Indonesia menegaskan bahwa semua pihak wajib menghormati keistimewaan dan kekebalan Perserikatan Bangsa-Bangsa (PBB) dalam menjalankan mandat kemanusiaan. Hal ini sejalan dengan Advisory Opinion Mahkamah Internasional tertanggal 22 Oktober 2025.
“Indonesia menegaskan Advisory Opinion Mahkamah Internasional (22 Oktober 2025) yang menyatakan Israel berkewajiban mendukung kehadiran PBB di wilayah pendudukan Palestina, termasuk UNRWA, sebagai lembaga kemanusiaan yang perannya tidak tergantikan, serta menghormati keistimewaan dan kekebalan PBB sesuai hukum internasional,” tambah Kemlu RI.
Lebih lanjut, Kemlu RI menyatakan bahwa penerapan aturan nasional oleh Israel yang menghentikan operasi UNRWA dalam menyalurkan bantuan kemanusiaan bagi pengungsi Palestina telah bertentangan dengan kewajiban internasional Israel.
Desakan Hormati Hukum Humaniter
Indonesia menyerukan agar Israel senantiasa menghormati hukum humaniter internasional dan hukum internasional secara umum. Hal ini termasuk menjamin perlindungan terhadap fasilitas dan personel PBB.
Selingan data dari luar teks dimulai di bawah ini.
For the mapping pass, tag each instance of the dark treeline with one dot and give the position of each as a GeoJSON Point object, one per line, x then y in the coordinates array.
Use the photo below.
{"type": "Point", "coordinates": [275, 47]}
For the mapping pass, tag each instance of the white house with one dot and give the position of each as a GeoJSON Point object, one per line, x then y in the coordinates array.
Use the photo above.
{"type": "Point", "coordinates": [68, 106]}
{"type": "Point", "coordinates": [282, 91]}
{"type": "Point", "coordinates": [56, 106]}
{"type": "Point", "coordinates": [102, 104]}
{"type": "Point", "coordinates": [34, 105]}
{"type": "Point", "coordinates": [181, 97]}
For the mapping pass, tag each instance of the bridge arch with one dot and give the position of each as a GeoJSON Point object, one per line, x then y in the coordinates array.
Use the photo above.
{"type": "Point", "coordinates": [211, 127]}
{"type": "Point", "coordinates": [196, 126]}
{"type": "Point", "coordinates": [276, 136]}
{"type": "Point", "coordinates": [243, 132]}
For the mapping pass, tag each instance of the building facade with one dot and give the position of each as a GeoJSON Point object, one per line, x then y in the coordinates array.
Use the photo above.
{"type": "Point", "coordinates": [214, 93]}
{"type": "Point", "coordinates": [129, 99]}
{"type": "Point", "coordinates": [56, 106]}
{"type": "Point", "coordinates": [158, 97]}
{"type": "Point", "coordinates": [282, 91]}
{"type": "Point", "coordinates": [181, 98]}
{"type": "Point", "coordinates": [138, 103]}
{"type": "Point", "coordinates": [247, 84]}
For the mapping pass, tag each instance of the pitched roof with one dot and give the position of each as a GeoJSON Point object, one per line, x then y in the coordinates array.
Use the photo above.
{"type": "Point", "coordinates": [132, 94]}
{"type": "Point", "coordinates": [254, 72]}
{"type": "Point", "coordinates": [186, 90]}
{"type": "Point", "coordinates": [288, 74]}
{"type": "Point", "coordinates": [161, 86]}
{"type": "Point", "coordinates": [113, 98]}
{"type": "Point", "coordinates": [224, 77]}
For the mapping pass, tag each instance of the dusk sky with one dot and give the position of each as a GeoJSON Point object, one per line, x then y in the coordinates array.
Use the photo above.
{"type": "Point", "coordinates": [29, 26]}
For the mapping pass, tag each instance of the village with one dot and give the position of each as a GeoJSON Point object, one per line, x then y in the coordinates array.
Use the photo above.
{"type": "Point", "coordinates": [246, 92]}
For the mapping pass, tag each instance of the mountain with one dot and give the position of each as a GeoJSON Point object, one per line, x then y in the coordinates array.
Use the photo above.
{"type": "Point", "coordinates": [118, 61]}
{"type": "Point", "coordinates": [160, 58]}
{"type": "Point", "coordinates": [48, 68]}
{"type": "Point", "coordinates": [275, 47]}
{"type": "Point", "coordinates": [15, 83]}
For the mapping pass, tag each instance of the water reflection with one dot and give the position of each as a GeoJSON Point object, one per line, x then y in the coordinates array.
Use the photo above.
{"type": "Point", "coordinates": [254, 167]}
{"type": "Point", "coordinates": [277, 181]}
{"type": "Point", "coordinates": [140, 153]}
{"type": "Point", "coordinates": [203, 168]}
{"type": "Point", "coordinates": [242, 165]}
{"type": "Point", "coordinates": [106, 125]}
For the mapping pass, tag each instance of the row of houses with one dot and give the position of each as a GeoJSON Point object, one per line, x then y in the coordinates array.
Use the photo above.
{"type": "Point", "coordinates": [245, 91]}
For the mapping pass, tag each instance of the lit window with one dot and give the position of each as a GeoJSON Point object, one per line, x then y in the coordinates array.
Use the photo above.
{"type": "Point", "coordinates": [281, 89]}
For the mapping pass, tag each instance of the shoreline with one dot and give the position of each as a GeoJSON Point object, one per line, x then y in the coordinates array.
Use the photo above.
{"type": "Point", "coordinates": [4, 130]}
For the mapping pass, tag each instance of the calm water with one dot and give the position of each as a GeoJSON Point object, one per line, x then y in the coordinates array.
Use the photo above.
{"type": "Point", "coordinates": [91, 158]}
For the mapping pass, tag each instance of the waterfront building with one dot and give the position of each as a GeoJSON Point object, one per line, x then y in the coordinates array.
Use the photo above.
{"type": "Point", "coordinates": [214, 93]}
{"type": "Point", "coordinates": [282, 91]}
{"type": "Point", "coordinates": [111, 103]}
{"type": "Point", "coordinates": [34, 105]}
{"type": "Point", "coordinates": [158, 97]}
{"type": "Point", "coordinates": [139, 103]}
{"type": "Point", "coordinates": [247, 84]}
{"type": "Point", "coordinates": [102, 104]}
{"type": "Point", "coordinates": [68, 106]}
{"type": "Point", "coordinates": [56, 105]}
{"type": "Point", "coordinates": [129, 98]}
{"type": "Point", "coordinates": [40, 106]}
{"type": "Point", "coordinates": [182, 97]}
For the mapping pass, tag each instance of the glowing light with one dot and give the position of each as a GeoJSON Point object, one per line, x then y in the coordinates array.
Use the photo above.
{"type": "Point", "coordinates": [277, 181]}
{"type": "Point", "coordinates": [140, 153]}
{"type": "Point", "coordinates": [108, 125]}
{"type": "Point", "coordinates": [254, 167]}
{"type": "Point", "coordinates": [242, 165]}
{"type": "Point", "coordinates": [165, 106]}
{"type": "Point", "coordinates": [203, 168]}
Kecaman PBB dan Antonio Guterres
Sebelumnya, Israel mengerahkan sejumlah buldoser untuk menghancurkan bangunan di kompleks markas besar UNRWA di Yerusalem Timur. PBB sendiri telah mengutuk keras tindakan tersebut.
Dilansir dari kantor berita AFP, Rabu (21/1), Sekretaris Jenderal PBB Antonio Guterres mendesak pemerintah Israel untuk segera menghentikan pembongkaran kompleks UNRWA di Sheikh Jarrah.
“Sekretaris Jenderal mendesak pemerintah Israel untuk segera menghentikan pembongkaran kompleks UNRWA Sheikh Jarrah, dan untuk mengembalikan serta memulihkan kompleks tersebut dan tempat-tempat UNRWA lainnya kepada Perserikatan Bangsa-Bangsa tanpa penundaan,” kata juru bicara Guterres, Farhan Haq, kepada wartawan.
Israel berulang kali menuduh UNRWA memberikan perlindungan kepada militan Hamas dan menuding beberapa staf UNRWA terlibat dalam serangan Hamas pada 7 Oktober 2023.